Provena provides capability for versioning of a relevant subset of entity types in the Registry, including datasets. The purpose of this feature is to allow users to create and manage versions of registered items in Provena. Each version is a distinct entity in the Provena Registry, so users can manage and refer to versions of an item as first class items. This allows users to accurately refer to components used in a provenance trail, e.g. version 1 of Dataset X uses a different configuration of a modelling software suite to version 2 of Dataset X.
Use cases include:
- Versioning items to mark items at a point in their development or release lifecycle
- Creating a version of the item as the item is now deprecated or erroneous
- Maintaining two versions of items that are valid but have different lineages and uses
The screenshot below shows an example set of versions created for a dataset.
Example dataset version info |
---|
What can be versioned?
All registered items which are in the Entity category, can be versioned.

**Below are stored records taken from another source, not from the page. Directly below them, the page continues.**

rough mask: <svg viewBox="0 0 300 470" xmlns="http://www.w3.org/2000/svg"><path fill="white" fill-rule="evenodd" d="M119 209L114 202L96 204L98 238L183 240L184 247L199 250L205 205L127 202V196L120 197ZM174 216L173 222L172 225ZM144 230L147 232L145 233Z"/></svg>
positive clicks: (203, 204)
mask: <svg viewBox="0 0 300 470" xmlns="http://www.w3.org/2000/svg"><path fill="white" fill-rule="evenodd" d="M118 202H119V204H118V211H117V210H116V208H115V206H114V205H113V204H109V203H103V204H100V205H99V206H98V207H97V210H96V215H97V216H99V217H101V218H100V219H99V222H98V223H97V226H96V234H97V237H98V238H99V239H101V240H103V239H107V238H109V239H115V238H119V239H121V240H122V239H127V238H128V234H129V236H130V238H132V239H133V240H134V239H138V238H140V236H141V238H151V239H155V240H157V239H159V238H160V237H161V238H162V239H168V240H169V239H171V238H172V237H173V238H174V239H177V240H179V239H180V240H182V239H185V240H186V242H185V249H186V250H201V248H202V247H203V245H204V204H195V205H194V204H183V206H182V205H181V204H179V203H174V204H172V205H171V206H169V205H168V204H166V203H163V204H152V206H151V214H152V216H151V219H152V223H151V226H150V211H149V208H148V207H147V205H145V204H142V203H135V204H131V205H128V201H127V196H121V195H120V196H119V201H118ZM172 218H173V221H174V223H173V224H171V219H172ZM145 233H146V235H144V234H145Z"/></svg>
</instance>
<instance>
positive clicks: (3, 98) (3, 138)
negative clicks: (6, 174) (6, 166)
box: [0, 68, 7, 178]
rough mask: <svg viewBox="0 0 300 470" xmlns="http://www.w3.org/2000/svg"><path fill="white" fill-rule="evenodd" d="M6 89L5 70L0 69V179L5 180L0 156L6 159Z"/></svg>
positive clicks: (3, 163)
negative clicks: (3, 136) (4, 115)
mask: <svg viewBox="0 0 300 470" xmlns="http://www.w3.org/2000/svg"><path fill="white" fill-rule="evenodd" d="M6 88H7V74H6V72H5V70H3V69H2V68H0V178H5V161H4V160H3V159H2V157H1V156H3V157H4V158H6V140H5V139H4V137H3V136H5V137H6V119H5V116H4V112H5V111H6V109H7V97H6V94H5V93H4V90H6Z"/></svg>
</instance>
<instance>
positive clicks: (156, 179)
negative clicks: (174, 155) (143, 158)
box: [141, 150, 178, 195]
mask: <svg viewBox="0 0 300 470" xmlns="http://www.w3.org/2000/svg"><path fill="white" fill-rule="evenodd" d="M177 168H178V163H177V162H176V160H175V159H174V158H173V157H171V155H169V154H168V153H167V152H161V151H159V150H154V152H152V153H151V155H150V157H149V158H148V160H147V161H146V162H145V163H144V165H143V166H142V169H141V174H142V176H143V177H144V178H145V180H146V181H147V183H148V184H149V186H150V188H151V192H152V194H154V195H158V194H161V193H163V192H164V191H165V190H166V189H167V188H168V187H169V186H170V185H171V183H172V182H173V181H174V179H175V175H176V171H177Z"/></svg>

For more information about the categories of registered items, see the provenance overview.
This includes:
- Dataset
- Model
- Dataset Template
- Model Run Workflow Template
What cannot be versioned?
Agents and Activities cannot be versioned, this includes:
- Person
- Organisation
- Model Run
What happens when an item is versioned
- A new persistent identifier is minted for each version (i.e. a new Handle ID)
- A versioned item is timestamped
- A new activity is created in the Registry. This activity is of type Version. If you explore the Provenance Graph you will see that the Version activity links the previous item, to the new item, and associates it with the Agent that created the version.
- The new item is assigned a version number, determined by incrementing the previous item’s version number by 1
- Versioned items shall link to the previous revision. Users should be able to navigate back to other versions (previous and later versions)
- A versioned item is a separate entity to other versioned items. Users should be able to view a versioned item independently of previous versions
- Provena provides functionality to navigate to the current version and previous versions distinctly
- When a new version is created for a Dataset and if users want to use the Provena data storage feature, a new storage location is created. This storage location will be empty for users to upload relevant data for that version.